Doa pembuka rezeki ini pernah diriwayatkan oleh Ummu Salamah, dikerjakan Rasulullah setelah shalat subuh.

#5. اللَّهُمَّ اكْفِنِي بحَلالِكَ عَنْ حَرَامِكَ، وَأَغْنِنِي بفَضْلِكَ عَمَّنْ سِوَاكَ

Allahumma akfinii bikhalaalika ‘an haroomika, wa aghninii bifadhlika am-man siwaaka.

“Ya Allah, cukupkanlah aku dengan rezeki-Mu yang halal saja, sehingga tidak memerlukan yang haram. Dan berilah aku kekayaan dengan karunia-Mu, sehingga saya tidak bergantung kepada selain-Mu.” (Hadits Hasan Shahih Riwayat Imam Tirmidzi)

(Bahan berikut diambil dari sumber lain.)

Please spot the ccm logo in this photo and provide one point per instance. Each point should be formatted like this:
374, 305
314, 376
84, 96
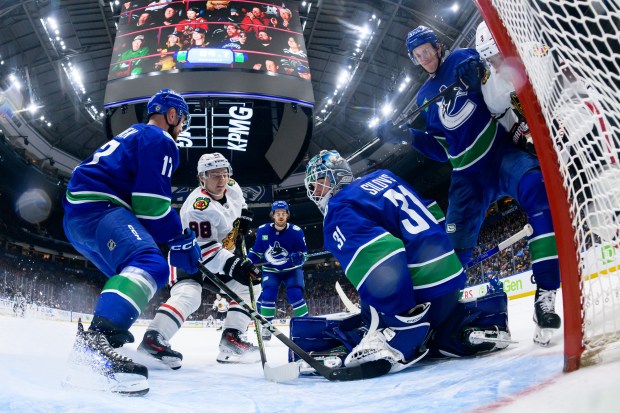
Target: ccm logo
183, 247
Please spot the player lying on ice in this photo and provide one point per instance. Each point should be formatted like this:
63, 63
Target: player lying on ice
396, 253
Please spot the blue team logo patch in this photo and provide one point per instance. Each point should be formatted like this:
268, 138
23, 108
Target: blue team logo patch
276, 254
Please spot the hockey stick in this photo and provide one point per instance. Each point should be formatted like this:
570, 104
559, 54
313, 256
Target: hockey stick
426, 104
290, 371
259, 336
525, 232
352, 308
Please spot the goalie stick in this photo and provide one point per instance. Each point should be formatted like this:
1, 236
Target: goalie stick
352, 308
525, 232
290, 371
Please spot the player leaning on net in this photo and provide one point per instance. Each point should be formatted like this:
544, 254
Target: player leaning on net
282, 246
216, 211
499, 92
485, 163
117, 209
584, 133
397, 255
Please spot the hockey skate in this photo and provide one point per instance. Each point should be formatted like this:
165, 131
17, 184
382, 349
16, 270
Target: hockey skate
235, 349
157, 346
490, 339
547, 321
94, 365
402, 344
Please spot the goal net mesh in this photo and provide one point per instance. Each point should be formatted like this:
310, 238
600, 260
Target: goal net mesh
571, 53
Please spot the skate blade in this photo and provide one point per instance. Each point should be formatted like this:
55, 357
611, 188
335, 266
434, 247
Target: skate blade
232, 358
285, 372
479, 337
542, 336
173, 362
83, 378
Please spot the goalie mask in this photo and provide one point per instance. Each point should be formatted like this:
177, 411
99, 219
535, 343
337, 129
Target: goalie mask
326, 174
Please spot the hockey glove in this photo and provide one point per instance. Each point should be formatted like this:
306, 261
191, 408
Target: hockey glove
390, 134
244, 221
470, 72
242, 270
522, 138
297, 258
185, 251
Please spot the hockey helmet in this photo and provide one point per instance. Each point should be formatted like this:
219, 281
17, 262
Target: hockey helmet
278, 205
485, 43
417, 37
331, 165
165, 99
214, 160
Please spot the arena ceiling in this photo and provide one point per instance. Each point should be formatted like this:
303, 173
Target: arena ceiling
331, 31
381, 73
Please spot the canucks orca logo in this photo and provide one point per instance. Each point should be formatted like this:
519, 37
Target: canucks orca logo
276, 254
452, 112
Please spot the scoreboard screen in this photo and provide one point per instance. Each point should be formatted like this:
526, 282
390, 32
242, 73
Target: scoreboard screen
241, 65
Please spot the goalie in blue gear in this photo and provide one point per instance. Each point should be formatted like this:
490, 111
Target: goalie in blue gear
282, 247
395, 252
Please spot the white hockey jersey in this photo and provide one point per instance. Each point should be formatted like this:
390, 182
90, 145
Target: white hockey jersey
497, 90
213, 222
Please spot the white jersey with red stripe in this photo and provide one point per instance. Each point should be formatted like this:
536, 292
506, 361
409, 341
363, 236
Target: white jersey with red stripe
213, 222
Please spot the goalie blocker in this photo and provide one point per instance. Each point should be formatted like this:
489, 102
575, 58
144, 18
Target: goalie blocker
471, 328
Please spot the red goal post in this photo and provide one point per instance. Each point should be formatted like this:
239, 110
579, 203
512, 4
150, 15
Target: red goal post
575, 127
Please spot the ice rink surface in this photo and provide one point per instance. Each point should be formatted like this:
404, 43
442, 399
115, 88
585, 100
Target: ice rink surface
524, 377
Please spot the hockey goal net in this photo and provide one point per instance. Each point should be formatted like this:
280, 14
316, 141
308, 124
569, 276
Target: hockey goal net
565, 59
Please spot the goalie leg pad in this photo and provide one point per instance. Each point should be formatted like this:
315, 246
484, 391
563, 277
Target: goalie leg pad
321, 334
463, 333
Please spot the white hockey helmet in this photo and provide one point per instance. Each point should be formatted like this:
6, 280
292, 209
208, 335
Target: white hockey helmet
214, 160
485, 43
328, 164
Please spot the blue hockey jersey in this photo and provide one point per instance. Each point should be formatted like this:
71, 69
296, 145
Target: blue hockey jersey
276, 247
132, 170
379, 217
459, 126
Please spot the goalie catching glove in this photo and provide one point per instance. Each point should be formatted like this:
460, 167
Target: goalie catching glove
241, 270
470, 72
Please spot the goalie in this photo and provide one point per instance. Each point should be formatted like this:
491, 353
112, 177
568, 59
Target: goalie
396, 253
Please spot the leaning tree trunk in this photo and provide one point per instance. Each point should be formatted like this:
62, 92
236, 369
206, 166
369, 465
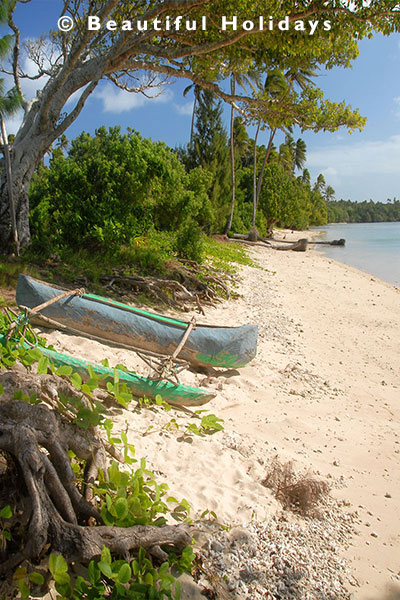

#6. اللّهُمَّ اَكْثِرْ مَالِي وَ وَلَدِي، وَوَسِعْ لِيْ فِى دَارِيْ، وَبَارِكْ لِي فِيمَا أعْطَيْتَنِي، وَأحْسِنْ عَمَلِي، وَاغْفِرْ لِي

Allahumma aktsir maalii wa waladi, wa wasi’lii fii daarii, wa baariklii fiimaa a’thoitanii, wa akhsin ‘amalii, waghfirlii.

“Ya Allah, perbanyaklah hartaku dan anak-anakku, luaskanlah rumahku, berkahilah setiap apa yang Engkau berikan kepadaku, baguskanlah amalanku, dan ampunilah dosa-dosaku.”

#7. اللَّهُمَّ لاَ سَهْلَ إِلاَّ مَا جَعَلْتَهُ سَهْلاً وَأَنْتَ تَجْعَلُ الحَزْنَ إِذَا شِئْتَ سَهْلاً

Allahumma la sahla illa ma ja’altahu sahla, wa anta taj’alul hazna idza syi’ta sahla

“Ya Allah, tidak ada kemudahan kecuali yang Engkau buat mudah. Dan engkau menjadikan kesedihan (kesulitan), jika Engkau kehendaki pasti akan menjadi mudah.”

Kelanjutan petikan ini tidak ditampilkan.